Therefore locking just the faulting VMA is not enough for this search.
Fall back to taking mmap_lock when vma->anon_vma is not set. This
situation happens only on the first page fault and should not affect
overall performance.
Signed-off-by: Suren Baghdasaryan <surenb@google.com>
---
mm/memory.c | 4 ++++
1 file changed, 4 insertions(+)
Comments
On Wed, Feb 15, 2023 at 09:17:41PM -0800, Suren Baghdasaryan wrote: > When vma->anon_vma is not set, page fault handler will set it by either > reusing anon_vma of an adjacent VMA if VMAs are compatible or by > allocating a new one. find_mergeable_anon_vma() walks VMA tree to find > a compatible adjacent VMA and that requires not only the faulting VMA > to be stable but also the tree structure and other VMAs inside that tree. > Therefore locking just the faulting VMA is not enough for this search. > Fall back to taking mmap_lock when vma->anon_vma is not set. This > situation happens only on the first page fault and should not affect > overall performance. I think I asked this before, but don't remember getting an aswer. Why do we defer setting anon_vma to the first fault? Why don't we set it up at mmap time?

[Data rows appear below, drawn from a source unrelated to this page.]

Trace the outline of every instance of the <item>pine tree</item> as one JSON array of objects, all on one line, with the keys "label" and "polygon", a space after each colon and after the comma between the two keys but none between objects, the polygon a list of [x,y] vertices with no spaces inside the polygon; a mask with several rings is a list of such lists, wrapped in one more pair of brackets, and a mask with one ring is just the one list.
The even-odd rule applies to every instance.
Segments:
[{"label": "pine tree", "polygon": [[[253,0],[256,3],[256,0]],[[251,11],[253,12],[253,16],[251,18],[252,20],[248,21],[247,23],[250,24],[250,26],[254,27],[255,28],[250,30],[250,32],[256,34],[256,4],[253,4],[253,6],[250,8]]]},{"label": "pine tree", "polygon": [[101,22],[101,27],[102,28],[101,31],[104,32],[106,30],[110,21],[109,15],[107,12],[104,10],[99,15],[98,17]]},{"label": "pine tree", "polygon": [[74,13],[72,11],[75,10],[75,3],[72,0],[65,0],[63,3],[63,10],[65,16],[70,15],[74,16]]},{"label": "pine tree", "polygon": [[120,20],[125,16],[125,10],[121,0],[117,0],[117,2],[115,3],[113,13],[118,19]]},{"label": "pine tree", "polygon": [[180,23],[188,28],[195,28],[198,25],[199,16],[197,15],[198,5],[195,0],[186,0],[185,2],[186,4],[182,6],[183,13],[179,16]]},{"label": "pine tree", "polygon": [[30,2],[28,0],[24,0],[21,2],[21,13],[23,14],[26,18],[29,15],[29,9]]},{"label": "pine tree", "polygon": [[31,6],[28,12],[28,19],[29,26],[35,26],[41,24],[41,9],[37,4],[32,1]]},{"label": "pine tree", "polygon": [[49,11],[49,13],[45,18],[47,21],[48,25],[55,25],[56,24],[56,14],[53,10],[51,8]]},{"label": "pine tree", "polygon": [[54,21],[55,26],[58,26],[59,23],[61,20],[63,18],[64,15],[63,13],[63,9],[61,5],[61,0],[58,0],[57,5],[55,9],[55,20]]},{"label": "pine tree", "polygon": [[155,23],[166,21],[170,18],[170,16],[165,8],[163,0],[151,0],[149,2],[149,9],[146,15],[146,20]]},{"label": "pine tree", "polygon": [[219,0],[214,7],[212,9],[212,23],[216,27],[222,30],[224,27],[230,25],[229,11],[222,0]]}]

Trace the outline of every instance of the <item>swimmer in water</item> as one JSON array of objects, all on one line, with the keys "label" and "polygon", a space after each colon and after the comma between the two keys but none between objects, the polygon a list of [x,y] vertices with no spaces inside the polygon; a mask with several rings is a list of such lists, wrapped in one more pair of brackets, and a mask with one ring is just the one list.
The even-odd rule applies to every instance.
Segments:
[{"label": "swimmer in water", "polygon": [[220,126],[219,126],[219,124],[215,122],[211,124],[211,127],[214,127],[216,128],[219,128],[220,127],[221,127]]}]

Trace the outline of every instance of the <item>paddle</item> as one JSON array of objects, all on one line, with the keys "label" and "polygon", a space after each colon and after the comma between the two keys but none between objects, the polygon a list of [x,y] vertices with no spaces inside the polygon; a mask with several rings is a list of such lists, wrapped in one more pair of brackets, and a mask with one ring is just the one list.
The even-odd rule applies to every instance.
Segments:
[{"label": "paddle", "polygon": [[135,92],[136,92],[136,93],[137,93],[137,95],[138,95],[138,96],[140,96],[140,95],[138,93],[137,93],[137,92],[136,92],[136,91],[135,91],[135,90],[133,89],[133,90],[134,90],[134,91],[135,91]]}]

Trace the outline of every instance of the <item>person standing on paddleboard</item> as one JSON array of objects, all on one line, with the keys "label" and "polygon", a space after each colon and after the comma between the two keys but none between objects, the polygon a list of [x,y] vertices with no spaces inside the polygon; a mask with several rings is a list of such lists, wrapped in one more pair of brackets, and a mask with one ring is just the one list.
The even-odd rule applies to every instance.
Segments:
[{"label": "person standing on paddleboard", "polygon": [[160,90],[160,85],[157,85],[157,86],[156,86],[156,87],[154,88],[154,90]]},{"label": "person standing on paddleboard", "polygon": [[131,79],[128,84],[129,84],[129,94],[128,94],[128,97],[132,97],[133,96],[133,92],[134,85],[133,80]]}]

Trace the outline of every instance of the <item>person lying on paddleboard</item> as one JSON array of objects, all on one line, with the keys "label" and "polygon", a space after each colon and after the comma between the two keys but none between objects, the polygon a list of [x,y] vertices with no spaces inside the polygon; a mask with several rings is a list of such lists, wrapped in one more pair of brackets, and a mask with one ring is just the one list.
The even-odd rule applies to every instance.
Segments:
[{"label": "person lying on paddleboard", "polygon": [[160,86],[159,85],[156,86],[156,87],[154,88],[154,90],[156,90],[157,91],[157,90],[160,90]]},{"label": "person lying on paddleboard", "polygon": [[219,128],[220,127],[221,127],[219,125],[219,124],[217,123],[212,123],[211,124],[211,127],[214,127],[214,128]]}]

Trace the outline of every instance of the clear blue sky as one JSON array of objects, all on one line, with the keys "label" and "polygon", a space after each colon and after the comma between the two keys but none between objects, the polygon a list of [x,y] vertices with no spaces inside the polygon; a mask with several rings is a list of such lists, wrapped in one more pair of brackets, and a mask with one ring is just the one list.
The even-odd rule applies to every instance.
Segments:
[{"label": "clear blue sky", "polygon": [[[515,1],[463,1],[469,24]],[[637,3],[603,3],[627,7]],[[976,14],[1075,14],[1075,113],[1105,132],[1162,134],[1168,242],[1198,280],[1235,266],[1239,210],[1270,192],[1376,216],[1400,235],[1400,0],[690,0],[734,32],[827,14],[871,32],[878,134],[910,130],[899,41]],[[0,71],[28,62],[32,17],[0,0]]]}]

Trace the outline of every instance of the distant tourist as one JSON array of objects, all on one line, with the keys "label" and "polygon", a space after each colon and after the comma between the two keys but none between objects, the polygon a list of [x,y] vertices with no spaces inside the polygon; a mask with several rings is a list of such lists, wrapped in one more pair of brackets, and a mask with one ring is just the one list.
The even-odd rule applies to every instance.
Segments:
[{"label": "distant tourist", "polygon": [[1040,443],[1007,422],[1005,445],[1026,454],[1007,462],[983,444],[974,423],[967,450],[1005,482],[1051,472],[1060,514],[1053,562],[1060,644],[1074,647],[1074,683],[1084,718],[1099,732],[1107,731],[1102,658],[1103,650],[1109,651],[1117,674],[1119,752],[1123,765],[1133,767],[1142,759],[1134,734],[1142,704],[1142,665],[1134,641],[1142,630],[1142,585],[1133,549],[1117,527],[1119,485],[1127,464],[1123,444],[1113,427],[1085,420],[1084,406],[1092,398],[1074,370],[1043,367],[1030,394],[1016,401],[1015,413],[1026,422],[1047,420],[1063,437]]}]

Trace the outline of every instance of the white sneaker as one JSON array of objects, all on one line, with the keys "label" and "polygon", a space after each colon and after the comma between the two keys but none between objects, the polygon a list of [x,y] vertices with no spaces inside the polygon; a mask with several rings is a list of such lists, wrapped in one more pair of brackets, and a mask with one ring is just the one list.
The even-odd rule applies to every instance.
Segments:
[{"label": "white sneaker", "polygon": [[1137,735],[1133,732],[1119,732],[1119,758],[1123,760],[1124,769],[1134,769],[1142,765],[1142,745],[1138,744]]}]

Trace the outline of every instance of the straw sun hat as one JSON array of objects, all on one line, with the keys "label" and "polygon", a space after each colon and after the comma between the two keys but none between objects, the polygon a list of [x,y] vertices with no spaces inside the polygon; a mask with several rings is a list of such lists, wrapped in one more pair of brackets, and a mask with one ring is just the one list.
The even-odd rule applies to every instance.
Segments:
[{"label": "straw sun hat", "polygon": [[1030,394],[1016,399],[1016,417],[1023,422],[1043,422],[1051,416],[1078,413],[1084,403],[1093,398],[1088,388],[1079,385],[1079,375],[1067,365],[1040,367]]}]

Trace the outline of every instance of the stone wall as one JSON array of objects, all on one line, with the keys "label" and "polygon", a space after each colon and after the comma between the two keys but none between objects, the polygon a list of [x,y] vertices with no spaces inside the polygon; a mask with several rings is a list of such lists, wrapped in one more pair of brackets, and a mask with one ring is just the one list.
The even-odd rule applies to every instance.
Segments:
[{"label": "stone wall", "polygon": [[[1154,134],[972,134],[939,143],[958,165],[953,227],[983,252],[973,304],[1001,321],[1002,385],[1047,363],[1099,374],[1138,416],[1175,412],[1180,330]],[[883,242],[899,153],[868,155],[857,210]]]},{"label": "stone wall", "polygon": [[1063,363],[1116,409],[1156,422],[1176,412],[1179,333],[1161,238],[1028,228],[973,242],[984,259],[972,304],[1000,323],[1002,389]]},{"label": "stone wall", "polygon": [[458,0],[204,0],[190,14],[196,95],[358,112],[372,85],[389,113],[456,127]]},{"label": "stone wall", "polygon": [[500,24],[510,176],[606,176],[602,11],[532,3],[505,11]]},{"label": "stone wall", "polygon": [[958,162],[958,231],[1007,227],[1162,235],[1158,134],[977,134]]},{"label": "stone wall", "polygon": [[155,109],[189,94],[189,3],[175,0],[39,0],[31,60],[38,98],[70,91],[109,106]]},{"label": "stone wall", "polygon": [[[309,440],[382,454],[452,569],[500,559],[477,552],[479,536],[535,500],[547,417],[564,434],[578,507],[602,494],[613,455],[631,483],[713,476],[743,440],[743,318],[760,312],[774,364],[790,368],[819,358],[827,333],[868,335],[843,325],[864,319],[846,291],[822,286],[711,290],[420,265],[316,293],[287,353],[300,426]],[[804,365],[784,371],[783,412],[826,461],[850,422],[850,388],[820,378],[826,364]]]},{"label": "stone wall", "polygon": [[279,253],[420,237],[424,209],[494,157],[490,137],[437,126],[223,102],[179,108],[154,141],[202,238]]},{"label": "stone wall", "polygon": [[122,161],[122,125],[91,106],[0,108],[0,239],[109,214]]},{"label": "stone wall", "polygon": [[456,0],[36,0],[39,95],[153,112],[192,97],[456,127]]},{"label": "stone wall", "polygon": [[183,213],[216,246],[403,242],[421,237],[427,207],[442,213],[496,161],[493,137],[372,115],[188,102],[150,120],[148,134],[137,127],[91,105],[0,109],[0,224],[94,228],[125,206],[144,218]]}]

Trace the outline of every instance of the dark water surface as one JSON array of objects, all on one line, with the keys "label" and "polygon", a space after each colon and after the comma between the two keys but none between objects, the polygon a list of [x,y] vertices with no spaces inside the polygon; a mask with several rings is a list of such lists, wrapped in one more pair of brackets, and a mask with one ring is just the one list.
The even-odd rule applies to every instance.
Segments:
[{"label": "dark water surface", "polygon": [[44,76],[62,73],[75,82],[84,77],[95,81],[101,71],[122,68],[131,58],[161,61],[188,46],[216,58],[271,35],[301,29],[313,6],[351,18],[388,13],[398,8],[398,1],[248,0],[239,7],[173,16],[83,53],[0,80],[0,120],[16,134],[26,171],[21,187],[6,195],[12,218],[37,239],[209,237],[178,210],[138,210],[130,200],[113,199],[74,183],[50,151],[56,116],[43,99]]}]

On Thu, Feb 16, 2023 at 7:44 AM Matthew Wilcox <willy@infradead.org> wrote: > > On Wed, Feb 15, 2023 at 09:17:41PM -0800, Suren Baghdasaryan wrote: > > When vma->anon_vma is not set, page fault handler will set it by either > > reusing anon_vma of an adjacent VMA if VMAs are compatible or by > > allocating a new one. find_mergeable_anon_vma() walks VMA tree to find > > a compatible adjacent VMA and that requires not only the faulting VMA > > to be stable but also the tree structure and other VMAs inside that tree. > > Therefore locking just the faulting VMA is not enough for this search. > > Fall back to taking mmap_lock when vma->anon_vma is not set. This > > situation happens only on the first page fault and should not affect > > overall performance. > > I think I asked this before, but don't remember getting an aswer. > Why do we defer setting anon_vma to the first fault? Why don't we > set it up at mmap time? Yeah, I remember that conversation Matthew and I could not find the definitive answer at the time. I'll look into that again or maybe someone can answer it here. In the end rather than changing that logic I decided to skip vma->anon_vma==NULL cases because I measured them being less than 0.01% of all page faults, so ROI from changing that would be quite low. But I agree that the logic is weird and maybe we can improve that. I will have to review that again when I'm working on eliminating all these special cases we skip, like swap/userfaults/etc.
On Thu, Feb 16, 2023 at 11:43 AM Suren Baghdasaryan <surenb@google.com> wrote: > > On Thu, Feb 16, 2023 at 7:44 AM Matthew Wilcox <willy@infradead.org> wrote: > > > > On Wed, Feb 15, 2023 at 09:17:41PM -0800, Suren Baghdasaryan wrote: > > > When vma->anon_vma is not set, page fault handler will set it by either > > > reusing anon_vma of an adjacent VMA if VMAs are compatible or by > > > allocating a new one. find_mergeable_anon_vma() walks VMA tree to find > > > a compatible adjacent VMA and that requires not only the faulting VMA > > > to be stable but also the tree structure and other VMAs inside that tree. > > > Therefore locking just the faulting VMA is not enough for this search. > > > Fall back to taking mmap_lock when vma->anon_vma is not set. This > > > situation happens only on the first page fault and should not affect > > > overall performance. > > > > I think I asked this before, but don't remember getting an aswer. > > Why do we defer setting anon_vma to the first fault? Why don't we > > set it up at mmap time? > > Yeah, I remember that conversation Matthew and I could not find the > definitive answer at the time. I'll look into that again or maybe > someone can answer it here. After looking into it again I'm still under the impression that vma->anon_vma is populated lazily (during the first page fault rather than at mmap time) to avoid doing extra work for areas which are never faulted. Though I might be missing some important detail here. > > In the end rather than changing that logic I decided to skip > vma->anon_vma==NULL cases because I measured them being less than > 0.01% of all page faults, so ROI from changing that would be quite > low. But I agree that the logic is weird and maybe we can improve > that. I will have to review that again when I'm working on eliminating > all these special cases we skip, like swap/userfaults/etc.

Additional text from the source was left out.